Basilico Ristorante, known for hand-made pastas and traditional Italian fine dining, has recently added aperitifs, digestives, liqueurs, and a couple of cocktails to its menu. Until now, the restaurant has had an extensive wine list to pair with your Pappardelle in Wild Boar Sauce, but has not been able to serve a Martini or glass of Limoncello to cap off your meal.
Owner Giampaolo Falchetti, who purchased the restaurant from friends in 2015, had gone back and forth about whether to add liquor, but he finally decided to take the leap “when I was back in Italy this year and visited Venice.” It brought him back to his days in college in Venice, walking around the city, grabbing a traditional Venetian Spritz before dinner.

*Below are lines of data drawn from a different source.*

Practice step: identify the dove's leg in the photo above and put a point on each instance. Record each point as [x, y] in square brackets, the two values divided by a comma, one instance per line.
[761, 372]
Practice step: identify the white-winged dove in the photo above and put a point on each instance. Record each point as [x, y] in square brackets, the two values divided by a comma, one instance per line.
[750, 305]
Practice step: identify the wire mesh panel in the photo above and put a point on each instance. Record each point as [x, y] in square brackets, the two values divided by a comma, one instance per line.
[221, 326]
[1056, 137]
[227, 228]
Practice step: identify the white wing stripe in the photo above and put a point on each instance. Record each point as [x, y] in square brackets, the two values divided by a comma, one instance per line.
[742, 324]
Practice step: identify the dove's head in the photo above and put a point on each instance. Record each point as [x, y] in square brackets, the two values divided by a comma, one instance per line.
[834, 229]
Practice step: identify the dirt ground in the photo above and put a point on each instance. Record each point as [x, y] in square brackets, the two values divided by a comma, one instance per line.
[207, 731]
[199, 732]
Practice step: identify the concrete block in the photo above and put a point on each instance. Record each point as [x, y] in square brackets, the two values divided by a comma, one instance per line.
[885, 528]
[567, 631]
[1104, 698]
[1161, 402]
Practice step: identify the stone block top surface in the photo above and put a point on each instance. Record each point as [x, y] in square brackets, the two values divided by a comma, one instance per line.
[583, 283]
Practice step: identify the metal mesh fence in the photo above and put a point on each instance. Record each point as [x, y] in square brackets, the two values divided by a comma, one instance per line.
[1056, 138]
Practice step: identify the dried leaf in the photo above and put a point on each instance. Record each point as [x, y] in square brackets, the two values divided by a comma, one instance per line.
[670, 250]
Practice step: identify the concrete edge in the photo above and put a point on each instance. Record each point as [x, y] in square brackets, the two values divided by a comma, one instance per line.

“The Spritz is just fun,” Falchetti says. “You don’t see it often around here. It’s a nice balance of aperitif: a little liquor, a little sweet, and it doesn’t numb your palate.” A Spritz is a fizzy, bittersweet beverage made with Aperol or Campari, some Prosecco, and a splash of sparkling water. It is traditionally garnished with olives.
As Falchetti was thinking about how to implement this, he focused specifically on what you might find at a restaurant in Italy, with a couple of nods to the United States. There are 8 cocktails available, and they are all prepared with Italian or Washington local ingredients. Included are some classics like a Martini, a Bellini, and a Lemon Drop with an Italian twist (it’s made with limoncello). You won’t find, however, Cosmopolitans, Manhattans, or a Chocolatini. “This is an Italian restaurant,” Falchetti demurs, “I want to give people the Italian experience, and I don’t want the drink to clash with the food we are serving.”
On the list of liqueurs and digestives, you will also find a varied selection of grappa, a liquor made from the left-over grape skins and seeds from crushing wine, traditionally taken as a shot after a filling Italian meal. “We selected several high end grappas that have been aged and mellowed a long time, so you can tell they are strong, but they won’t burn as much going down as some of the more common grappas,” Falchetti says.
For people who are feeling adventurous, the serving staff is always ready to give advice on whether to try an Amaro Cynar, or a Nocino liquor. And, Falchetti is enjoying the adventure of incorporating this new service into his restaurant.